Contrariamente a quanto previsto, la proposta di decisione sugli sforzi da attuare per dar seguito agli impegni della COP21, predisposta dalla Commissione UE, in vista della firma del 22 aprile 2016, che conferma gli obiettivi del Pacchetto “Clima ed Energia”, non sarà discussa dal Consiglio europeo nel vertice del 17-18 marzo 2016.
Il Consiglio Ambiente del 4 marzo 2016 aveva evidenziato una spaccatura tra alcuni Paesi che spingono per obiettivi più ambiziosi ed altri, tra cui l’Italia, che ritengono l’obiettivo al 2030 del 40% di riduzione delle emissioni già arduo.
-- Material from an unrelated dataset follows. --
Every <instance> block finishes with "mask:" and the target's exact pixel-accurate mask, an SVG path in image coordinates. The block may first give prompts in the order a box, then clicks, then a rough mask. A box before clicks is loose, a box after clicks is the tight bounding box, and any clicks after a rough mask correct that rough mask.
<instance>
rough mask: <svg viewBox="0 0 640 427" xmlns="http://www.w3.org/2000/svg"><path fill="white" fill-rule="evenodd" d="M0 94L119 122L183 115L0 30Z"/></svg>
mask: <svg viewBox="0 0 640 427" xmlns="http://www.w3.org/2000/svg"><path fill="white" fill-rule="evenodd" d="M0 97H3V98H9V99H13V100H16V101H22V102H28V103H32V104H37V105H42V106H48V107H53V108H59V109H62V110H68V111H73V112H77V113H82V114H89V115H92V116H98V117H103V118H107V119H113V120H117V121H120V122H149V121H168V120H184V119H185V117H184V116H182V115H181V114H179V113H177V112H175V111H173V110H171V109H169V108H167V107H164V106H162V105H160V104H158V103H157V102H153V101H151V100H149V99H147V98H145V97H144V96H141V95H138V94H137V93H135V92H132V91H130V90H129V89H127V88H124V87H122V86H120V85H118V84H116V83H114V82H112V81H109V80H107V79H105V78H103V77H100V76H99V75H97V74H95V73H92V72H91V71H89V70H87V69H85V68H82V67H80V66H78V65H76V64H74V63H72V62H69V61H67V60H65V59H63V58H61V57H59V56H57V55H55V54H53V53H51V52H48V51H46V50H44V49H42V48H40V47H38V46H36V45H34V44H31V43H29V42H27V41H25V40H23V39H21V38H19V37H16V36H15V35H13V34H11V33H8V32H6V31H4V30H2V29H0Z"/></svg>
Per evitare che l’Accordo entri in vigore senza la ratifica dell’UE, bisogna accantonare le discussioni che potrebbero richiedere anche anni.
Il 22 aprile 2016 nella sede dell’ONU a New York, nel corso di una cerimonia ad alto livello, ci sarà la firma dell’Accordo di Parigi, adottato alla COP21 del dicembre scorso, che prevede, tra l’altro, il raggiungimento dell’obiettivo di mantenere i cambiamenti climatici ben al di sotto dei +2 °C e di proseguire negli sforzi verso l’obiettivo di +1,5 °C.
L’Accordo entrerà in vigore il 30° giorno successivo a quello in cui sarà ratificato (periodo di firma dal 22 aprile 2016 al 21 aprile 2017) da almeno il 55% delle Parti della Convenzione UNFCCC, rappresentative di almeno il 55% delle emissioni globali.
Pertanto, secondo la Commissione UE, “La rapida ratifica e la firma dell’Accordo daranno la certezza legale della sua operatività”.
Trattandosi di un Accordo misto, è necessario che il Parlamento europeo confermi il suo sostegno al testo, ma prima la Commissione, su indicazione degli Stati membri, deve presentare una proposta allo stesso Parlamento, che dovrà essere discussa anche in seno al Consiglio.
Il 2 marzo 2016 la Commissione UE ha adottato la Comunicazione “The Road from Paris”, dove vengono esaminate le implicazioni per l’UE del nuovo Accordo e indicate le fasi e i passaggi per la sua attuazione, accompagnata da una proposta di Decisione del Consiglio che avrebbe dovuto essere discussa nel corso del vertice del 17-18 marzo 2016.
Preliminarmente, la proposta è stata discussa dal Consiglio Ambiente del 4 marzo 2016, ma non vi è stata condivisione, anzi sembra essersi manifestata una vera e propria spaccatura tra gli Stati membri.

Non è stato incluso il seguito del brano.